I hadn't expected an audit today. They usually give you more time, the RRS. They were mandated to give a person ample time, after issuing an audit notice for their target to get their affairs in order. I can't believe I was out of time already. How do you procrastinate on a life and death matter? The trouble I'd be in if she caught me now left me with a chill down my spine, and the unexpected reflex of dashing back around the corner and pressing my back to wall, hoping she hadn't heard my thoughts. Thoughts don't travel nearly as far as sound. Maybe I was out of range.

I peeked around the corner to see if I could catch a glimpse of her without her catching a glimpse of me. In part, because I wanted to see if I could make a getaway. In other part, just to glimpse her. She met every standard the bureau set out, and then some.

That's part of how they conduct their audits. Even when they give you notice, the actual day is always a surprise. Every one of the agents of the Reaper Revenue Service was some sort of statuesque pseudo-goddess, equipped with a pencil skirt and clipboard everyone wished they could see behind. Their allure was as supernatural as their job, and that's how they got you: how easily you broadcast your thoughts. Some thoughts are like AM radio and turn to static if you walk more than a few steps away from the thinker. Some are as clear as a satellite signal beamed right to the listener's head.

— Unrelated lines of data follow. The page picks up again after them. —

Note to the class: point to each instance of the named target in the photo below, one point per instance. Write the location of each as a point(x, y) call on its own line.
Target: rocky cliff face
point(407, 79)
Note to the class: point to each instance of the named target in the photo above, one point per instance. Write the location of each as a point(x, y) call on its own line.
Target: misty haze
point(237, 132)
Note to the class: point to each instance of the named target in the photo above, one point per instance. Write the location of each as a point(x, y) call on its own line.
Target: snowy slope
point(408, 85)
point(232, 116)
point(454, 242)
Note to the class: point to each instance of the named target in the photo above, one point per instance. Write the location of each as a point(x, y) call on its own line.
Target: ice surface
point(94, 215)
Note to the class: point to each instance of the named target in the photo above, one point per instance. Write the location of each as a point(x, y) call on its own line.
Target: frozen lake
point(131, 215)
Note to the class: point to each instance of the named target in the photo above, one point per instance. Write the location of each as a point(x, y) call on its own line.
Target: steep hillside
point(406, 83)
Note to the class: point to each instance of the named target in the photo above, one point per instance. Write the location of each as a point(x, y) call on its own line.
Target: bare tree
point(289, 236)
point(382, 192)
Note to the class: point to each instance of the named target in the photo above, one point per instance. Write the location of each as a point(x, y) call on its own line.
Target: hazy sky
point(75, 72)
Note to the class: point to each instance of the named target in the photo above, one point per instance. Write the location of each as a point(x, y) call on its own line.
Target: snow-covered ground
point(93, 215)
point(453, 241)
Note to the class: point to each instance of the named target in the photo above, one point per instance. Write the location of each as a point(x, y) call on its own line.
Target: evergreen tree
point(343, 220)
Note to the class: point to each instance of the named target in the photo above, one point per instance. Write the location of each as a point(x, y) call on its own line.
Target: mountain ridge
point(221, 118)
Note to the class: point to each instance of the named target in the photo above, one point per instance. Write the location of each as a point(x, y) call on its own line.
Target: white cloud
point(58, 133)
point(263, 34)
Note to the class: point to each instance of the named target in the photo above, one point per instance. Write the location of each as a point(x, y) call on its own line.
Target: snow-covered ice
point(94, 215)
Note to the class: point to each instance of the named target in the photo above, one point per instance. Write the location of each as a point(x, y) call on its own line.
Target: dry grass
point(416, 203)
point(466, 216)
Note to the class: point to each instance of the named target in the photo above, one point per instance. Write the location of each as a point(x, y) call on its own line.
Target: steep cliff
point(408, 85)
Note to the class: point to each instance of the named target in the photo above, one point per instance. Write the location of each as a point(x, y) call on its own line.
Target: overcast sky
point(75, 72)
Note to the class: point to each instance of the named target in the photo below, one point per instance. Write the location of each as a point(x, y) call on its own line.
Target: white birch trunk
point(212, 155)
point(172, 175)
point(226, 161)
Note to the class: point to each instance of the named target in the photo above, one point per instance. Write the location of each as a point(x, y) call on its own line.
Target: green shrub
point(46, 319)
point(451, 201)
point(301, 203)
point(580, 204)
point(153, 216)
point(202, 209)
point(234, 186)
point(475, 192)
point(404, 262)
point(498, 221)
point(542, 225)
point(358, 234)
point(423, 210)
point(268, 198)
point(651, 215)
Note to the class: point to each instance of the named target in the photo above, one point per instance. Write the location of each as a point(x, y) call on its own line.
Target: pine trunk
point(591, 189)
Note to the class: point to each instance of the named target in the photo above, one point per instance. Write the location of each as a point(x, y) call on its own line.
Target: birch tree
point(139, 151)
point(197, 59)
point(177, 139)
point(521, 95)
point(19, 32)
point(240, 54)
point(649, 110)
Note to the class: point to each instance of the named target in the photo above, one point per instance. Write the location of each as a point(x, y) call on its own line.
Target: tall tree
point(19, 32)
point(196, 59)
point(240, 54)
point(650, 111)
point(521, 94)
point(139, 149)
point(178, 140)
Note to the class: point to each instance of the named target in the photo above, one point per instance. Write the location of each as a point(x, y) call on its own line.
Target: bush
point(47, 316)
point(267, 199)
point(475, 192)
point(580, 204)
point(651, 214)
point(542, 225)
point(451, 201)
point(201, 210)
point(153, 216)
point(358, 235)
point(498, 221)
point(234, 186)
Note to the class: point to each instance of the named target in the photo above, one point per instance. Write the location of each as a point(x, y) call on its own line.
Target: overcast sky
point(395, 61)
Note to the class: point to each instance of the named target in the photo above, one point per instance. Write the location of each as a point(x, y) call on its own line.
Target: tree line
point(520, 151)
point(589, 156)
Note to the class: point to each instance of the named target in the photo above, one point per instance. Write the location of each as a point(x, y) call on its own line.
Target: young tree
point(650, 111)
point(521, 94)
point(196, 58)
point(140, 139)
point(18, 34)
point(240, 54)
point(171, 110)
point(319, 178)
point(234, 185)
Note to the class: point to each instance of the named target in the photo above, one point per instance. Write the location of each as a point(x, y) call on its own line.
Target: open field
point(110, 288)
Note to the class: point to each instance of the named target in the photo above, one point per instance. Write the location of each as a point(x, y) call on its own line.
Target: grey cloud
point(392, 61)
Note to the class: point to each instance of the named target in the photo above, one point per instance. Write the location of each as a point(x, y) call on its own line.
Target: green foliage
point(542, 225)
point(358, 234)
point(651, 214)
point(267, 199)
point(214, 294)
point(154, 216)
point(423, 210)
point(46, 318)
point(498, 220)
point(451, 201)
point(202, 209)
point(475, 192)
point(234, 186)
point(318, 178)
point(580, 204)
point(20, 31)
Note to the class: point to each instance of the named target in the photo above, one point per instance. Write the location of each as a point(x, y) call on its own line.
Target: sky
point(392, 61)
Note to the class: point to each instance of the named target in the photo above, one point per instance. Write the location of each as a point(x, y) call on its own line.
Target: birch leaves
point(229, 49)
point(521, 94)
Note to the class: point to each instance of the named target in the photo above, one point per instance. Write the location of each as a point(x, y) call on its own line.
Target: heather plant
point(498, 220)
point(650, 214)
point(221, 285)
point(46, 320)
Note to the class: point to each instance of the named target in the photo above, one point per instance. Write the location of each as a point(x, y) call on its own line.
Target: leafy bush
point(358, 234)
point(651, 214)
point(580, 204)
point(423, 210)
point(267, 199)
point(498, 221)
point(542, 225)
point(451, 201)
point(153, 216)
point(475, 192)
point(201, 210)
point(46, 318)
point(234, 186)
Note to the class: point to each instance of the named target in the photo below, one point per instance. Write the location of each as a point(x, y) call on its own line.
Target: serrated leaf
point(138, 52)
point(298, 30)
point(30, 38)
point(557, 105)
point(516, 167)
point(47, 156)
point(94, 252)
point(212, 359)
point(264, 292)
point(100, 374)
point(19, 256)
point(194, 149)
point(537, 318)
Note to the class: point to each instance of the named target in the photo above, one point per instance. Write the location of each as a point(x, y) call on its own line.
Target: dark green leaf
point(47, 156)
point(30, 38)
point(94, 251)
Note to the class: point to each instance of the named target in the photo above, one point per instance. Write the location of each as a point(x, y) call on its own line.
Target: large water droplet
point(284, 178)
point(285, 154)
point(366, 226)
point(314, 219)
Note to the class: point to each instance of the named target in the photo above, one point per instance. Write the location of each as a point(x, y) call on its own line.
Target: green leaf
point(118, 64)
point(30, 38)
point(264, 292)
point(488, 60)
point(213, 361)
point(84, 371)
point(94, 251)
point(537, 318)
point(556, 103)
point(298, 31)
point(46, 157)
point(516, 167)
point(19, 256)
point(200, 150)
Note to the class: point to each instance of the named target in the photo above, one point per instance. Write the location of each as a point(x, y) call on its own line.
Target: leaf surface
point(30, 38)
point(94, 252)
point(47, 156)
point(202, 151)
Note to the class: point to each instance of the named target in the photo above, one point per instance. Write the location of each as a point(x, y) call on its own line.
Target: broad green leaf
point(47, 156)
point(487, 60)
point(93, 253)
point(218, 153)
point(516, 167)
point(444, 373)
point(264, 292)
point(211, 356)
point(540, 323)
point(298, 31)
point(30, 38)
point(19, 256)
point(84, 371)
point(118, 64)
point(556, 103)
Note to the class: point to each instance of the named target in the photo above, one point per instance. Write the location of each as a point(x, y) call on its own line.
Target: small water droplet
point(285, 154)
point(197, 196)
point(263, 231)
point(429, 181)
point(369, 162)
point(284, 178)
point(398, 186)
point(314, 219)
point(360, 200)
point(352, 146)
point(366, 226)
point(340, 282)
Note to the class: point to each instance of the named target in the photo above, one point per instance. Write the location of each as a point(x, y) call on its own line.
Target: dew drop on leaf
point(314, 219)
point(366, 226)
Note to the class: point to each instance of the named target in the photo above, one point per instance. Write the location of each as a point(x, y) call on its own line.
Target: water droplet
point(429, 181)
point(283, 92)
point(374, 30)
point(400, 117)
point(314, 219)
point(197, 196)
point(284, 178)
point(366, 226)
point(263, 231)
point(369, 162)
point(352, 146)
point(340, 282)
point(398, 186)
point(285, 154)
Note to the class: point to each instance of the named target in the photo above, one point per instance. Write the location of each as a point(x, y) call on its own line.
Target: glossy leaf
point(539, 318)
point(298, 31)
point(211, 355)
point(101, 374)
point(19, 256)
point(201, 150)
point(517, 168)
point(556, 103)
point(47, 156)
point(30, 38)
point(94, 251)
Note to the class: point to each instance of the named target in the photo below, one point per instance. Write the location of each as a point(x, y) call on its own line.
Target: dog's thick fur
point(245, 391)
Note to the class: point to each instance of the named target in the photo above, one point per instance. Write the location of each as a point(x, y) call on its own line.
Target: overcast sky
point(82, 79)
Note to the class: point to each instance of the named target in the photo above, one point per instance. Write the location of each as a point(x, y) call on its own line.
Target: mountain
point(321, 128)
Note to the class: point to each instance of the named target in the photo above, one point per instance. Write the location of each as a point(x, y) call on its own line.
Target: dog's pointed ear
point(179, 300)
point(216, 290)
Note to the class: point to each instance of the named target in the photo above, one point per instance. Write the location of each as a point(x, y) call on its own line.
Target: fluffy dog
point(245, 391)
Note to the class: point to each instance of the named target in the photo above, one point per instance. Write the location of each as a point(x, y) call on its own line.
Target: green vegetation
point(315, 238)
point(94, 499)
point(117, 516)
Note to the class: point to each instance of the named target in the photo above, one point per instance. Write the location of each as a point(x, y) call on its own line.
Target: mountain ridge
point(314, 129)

She was nearly six feet, with long auburn hair down well past her shoulders, and a v-neck double-breasted jacket - oh, how it was double-breasted, I imagined - behind the clipboard cradled in her arm, following down the crisp federali black lines of the agent uniform. She had legs that went from here to next Thursday, with a pencil skirt that only made it as far as Sunday.

I was broadcasting at a full fifty thousand watts. She heard it loud and clear as her gaze met mine before I could snap back behind the corner.

She crossed the distance to me, across the office hallway carpet in a white leather low-platform heeled shoe. I was only paying attention, because my calendar was already open to next week by that point. Anyone else would be, too. That's part of how the agents of the service make sure the audits are candid and genuine. You're knocked off guard by how stunning they are. Man or woman, you fall victim to it. The agents were uniformly female, but the same magnetism they held went across the whole spectrum.

She greeted me with a genuinely warm smile and handshake, asking me to take her back to my office. Already caught, I had to shrug and invite her in. Well, I didn't have to invite her. She was from the federal government, not a vampire. The federal government doesn't need an invitation.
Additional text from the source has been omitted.